ABSTRACT
This inquiry examines how district English Learner (EL) leaders negotiate and shape their linguistic and racial identities within the landscape of racially desegregated urban school districts. Girded by the theory of LangCrit, an intersection between critical language studies (CLS) and Critical Race Theory (CRT), this study illuminates how EL leaders position language and language learning as their primary leadership aim. This language-centered focus resists the institutional practices of their desegregated districts that are principally shaped by binary racial frameworks of Black and white. Resisting the racialization of language, EL leaders negotiate their leadership actions through colorblind, colormute and nativist lenses that are shaped by their respective linguistic and racial identities. Implications within this narrative study assert that inter and intra-racial and cross-linguistic dialogue is necessary among EL leaders with other leaders of color to deconstruct equitable opportunities for ELs by centering and intersecting the constructs of race and language.
Acknowledgments
I would like to thank the late Maritza Robles, Bilingual Director and School Board member, who was instrumentally profound in the shaping of this critical study. You will be missed Maritza.
Notes
1. Asian, Black and Hispanic are capitalized to demonstrate respect based on current and historic marginalization of these groups of color.
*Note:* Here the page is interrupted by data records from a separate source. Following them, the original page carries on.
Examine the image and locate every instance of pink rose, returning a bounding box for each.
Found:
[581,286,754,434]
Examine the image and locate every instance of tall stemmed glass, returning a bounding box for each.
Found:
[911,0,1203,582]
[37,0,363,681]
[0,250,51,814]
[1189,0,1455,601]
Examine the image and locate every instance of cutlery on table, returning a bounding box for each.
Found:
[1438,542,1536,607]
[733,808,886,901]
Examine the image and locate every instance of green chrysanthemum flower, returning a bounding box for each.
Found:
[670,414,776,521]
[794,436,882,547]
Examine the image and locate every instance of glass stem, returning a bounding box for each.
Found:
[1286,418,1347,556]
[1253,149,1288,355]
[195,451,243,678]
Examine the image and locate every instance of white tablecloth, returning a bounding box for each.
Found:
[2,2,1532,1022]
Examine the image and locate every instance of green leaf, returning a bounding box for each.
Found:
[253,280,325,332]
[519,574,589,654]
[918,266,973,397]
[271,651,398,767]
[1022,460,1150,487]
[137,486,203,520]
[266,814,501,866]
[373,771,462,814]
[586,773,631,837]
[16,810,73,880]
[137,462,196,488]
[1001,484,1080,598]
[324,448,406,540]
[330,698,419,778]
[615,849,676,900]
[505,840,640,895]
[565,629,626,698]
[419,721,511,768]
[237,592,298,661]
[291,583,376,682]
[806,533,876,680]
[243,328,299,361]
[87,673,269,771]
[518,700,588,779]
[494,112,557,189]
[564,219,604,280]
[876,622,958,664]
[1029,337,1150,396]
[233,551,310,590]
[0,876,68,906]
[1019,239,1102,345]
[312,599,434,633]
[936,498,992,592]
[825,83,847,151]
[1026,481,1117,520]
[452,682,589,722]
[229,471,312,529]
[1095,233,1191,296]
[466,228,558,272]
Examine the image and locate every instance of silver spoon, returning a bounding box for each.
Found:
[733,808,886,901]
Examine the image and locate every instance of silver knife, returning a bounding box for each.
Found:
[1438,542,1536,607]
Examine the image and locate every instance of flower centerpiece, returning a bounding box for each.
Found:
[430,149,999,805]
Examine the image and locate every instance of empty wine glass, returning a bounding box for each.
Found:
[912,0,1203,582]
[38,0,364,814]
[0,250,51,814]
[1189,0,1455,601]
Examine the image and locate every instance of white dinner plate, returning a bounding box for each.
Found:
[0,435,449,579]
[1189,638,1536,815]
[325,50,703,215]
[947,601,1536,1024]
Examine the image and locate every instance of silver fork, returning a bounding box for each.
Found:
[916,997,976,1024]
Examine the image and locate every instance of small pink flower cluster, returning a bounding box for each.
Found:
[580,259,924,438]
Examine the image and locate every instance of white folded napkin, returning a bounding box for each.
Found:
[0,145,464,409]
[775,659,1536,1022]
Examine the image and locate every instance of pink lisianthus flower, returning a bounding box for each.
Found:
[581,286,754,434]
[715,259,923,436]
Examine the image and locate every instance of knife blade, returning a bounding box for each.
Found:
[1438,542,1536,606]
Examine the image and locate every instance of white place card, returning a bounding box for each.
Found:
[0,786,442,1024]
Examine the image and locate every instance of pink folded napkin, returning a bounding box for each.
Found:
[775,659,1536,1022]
The term white is not capitalized in an effort to recenter our logics around people of color in EL leadership (Halley, Eshleman, & Mahadevan Vijaya, Citation2011).
2. A school system has achieved unitary status when a federal court determines that it is not only desegregated, but has also eliminated the vestiges of prior racial discrimination (Brown, Citation1990, p. 1108).
3. The state is not identified, as requested by participants who are concerned that their role may be jeopardized should their identities be notable.